There are high expectations that COP26 will be a transformative summit for our planet.
Major announcements are expected on several topics including: (i) specific country level emissions reduction targets for 2030 to ensure countries remain on track to achieve net zero by 2050, (ii) policies and actions including accelerating the phasing out of coal usage, curtailing deforestation, speeding up the transition to electric vehicles and encouraging investment in renewable energy and (iii) further developments on financing the transition to a low carbon world.
The IEA has said there will need to be at least a $150trn spend over the next 30 years ($5trn a year) to achieve net zero – a figure that is materially higher than the current $500bn a year spend and equates to the entire US tax base every year. This will need to be funded from a variety of sources including government debt, corporate bond and loan issuance and carbon taxes.
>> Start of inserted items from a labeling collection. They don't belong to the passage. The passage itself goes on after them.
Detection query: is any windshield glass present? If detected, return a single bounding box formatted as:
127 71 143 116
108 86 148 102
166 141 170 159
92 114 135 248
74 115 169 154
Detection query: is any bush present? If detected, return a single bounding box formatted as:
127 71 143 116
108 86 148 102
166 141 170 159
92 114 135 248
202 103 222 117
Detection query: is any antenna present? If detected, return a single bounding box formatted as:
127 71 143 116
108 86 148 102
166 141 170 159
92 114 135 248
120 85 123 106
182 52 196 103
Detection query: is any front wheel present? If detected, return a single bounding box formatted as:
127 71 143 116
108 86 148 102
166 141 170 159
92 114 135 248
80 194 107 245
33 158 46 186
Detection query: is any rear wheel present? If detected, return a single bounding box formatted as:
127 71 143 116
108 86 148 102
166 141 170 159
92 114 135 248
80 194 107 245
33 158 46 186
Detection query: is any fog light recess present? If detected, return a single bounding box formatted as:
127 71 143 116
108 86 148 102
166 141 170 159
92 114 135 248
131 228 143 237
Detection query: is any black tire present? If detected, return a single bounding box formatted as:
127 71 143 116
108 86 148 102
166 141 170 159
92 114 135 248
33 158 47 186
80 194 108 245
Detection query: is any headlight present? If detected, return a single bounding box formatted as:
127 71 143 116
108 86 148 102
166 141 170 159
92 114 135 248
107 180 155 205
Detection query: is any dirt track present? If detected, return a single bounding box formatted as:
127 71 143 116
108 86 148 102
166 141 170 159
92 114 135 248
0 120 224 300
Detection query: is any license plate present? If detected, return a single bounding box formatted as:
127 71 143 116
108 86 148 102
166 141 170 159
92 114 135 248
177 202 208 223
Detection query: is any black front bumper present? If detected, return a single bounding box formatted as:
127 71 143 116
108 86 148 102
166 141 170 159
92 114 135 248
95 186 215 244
BNEF calculates that in the first three quarters of this year alone there was a record $1.2trn of sustainable bonds and loans issued (up from $500bn at the same time last year) and now more than $3trn since the asset classes were founded. High profile sovereign green bond deals from the EU and the UK have also attracted record investor demand. The EU’s recently issued €12bn 15-year maturity green bond is the largest green bond issued to date and will help to finance member states’ environmentally beneficial projects. This bond is the first in the EU’s €250bn programme of green bond sales earmarked for the coming years.
Some people may question what impact elevated net zero funding could have on inflation, especially in current times, but, to us, the impact looks reasonable at between 1-3% particularly if spending is targeted and contributes to accelerated GDP growth. The IEA, for instance, estimates that in its net zero scenario, annual GDP growth could be between 0.3-0.5% on a sustained basis over the next 10 years as a result of a shift to the green economy.
While, for now, it appears the EU is steering the way forward on the green transition with record financial commitments and regulatory change, it will only be a matter of time before such policies are more heavily replicated in the US and in emerging markets. As more government loans and grants fall into some key sectors notably energy, transportation, utilities and real estate, we would expect the cost of green capital to continue to fall. Such support provides assurance of the government’s long-term commitment to emerging green technologies, which reduces the risks associated with investing in them and in turn lowers hurdle rates, thus driving down the cost of capital.
As such, the ‘greenness’ of government’s budgets, in particular the EU one for now, will unlock further opportunities in green financing, including the issuance of more green bonds, loans, asset-backed securities, and sustainability-linked debt. This means the probability of simultaneously financing positive environmental change, whilst also creating economic value, is increasingly likely with the ‘greening’ of government budgets. (pullquote)
From an investor perspective, more supply of sustainability-themed debt issuance will deliver more depth and liquidity to the market and allow investors a greater ability to assess deals and structures. Issuers will likely face great pressure to disclose more detailed sustainability information, set validated third-party decarbonisation targets, and also articulate credible pathways for their transition.
While sentiment towards achieving net zero by 2050 is clearly high across the globe there are still many challenges to overcome. These include (i) putting in place more policy measures to achieve the level of behavioural change that will be needed, (ii) addressing how to deal with the lack of global compliance and consensus on a carbon price and how to enforce it and (iii) how to monitor emissions reductions and track progress more accurately and more quickly than we do currently.
It is important to remember that some social challenges will also crop up as a result of the transition and these need to be carefully handled. For example, how are jobs lost in the fossil fuel industry replaced by jobs in the new ‘green’ economy and how do we avoid significant volatility in energy prices, as we are currently experiencing, to avoid a social backlash against the transition. That said, the team remains optimistic about global progress on climate change and take the view that we as investors can and should play a meaningful role in helping governments and companies meet their climate transition goals.